Climate change is rapidly wiping out bumblebee populations that can’t move north to cope with warmer temperatures, according to a paper published yesterday in the journal Science.
“The rates of loss are very rapid and are nearly the same across continents,” said lead author Jeremy Kerr, a biology professor and research chair in macroecology at the University of Ottawa. “We are essentially hitting them with everything we have in our global change arsenal.”
A research team from Canada, the United States, the United Kingdom, and Belgium analysed 423,000 observations of bumblebees from 67 species found in North America and Europe between 1901 and 2010. Over that time, temperatures in their habitats warmed by about 2.5ºC/4.5ºF.
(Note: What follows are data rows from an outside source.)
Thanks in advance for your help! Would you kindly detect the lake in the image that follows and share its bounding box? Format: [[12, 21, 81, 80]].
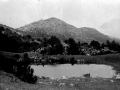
[[31, 64, 115, 78]]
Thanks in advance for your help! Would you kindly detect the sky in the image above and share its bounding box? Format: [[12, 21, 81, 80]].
[[0, 0, 120, 38]]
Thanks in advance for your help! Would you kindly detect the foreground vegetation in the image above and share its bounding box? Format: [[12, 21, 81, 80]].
[[0, 72, 120, 90]]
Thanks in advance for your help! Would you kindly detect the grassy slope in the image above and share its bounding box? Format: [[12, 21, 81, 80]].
[[0, 71, 120, 90], [0, 52, 120, 90]]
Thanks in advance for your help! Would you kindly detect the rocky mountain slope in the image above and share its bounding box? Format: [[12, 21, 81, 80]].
[[18, 18, 110, 42]]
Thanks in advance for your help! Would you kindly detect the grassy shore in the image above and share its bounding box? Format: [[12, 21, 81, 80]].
[[0, 52, 120, 90], [0, 71, 120, 90]]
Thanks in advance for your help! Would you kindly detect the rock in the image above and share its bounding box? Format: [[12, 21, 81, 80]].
[[61, 76, 68, 79], [59, 83, 65, 86]]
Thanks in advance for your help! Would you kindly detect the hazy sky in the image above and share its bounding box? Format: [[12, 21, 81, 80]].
[[0, 0, 120, 37]]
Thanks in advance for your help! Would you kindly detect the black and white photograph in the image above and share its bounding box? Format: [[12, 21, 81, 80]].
[[0, 0, 120, 90]]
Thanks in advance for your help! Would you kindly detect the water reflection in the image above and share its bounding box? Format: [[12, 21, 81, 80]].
[[31, 64, 115, 78]]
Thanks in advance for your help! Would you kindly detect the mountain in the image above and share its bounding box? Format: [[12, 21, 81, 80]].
[[100, 19, 120, 38], [0, 24, 38, 53], [18, 18, 116, 42]]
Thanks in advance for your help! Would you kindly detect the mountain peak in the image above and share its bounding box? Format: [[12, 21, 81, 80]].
[[19, 17, 114, 42]]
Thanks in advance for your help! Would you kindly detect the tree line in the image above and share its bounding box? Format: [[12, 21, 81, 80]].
[[0, 27, 120, 55]]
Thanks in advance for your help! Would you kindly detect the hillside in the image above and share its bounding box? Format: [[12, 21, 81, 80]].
[[18, 18, 110, 42]]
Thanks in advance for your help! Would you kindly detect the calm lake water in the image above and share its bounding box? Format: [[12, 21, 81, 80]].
[[31, 64, 115, 78]]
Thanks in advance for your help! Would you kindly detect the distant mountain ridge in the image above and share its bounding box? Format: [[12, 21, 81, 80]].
[[18, 18, 111, 42]]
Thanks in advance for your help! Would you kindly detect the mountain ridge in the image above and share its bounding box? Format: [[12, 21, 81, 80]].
[[18, 17, 113, 43]]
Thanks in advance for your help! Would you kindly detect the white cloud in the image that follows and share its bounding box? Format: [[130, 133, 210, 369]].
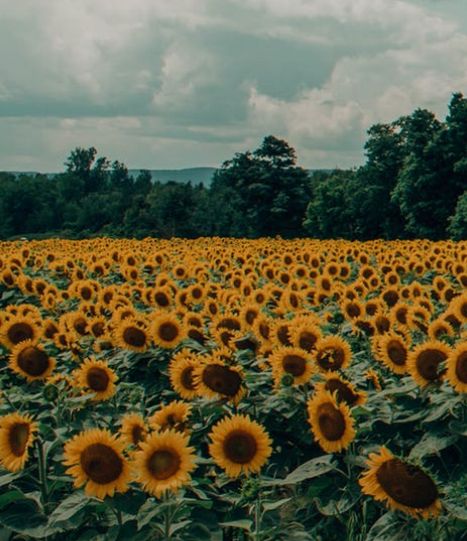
[[0, 0, 467, 169]]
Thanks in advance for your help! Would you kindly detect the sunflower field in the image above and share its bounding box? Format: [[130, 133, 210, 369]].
[[0, 238, 467, 541]]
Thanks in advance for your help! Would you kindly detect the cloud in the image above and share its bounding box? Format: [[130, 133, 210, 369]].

“Since 1975, bee species have been squeezed north by about nine kilometres a year, and are now locally extinct in the southern 300 kilometres of their ranges,” CBC reports. “While the bees moved to cooler, higher elevations in some areas, they haven’t expanded north at all to compensate for their disappearance in the south. That came as a surprise to the researchers, as many other species such as butterflies, birds, fish, and other species are moving north rather quickly as the climate changes.”
Co-author Alana Pindar said the loss of bumblebees is a particular problem because they are more effective pollinators than honeybees and other wild bees. “They’re active for most of the year, from spring until fall, and can therefore pollinate a huge range of plants,” Chung explains. “Many other bee species typically only pollinate a few species of plants for a few weeks of the year.”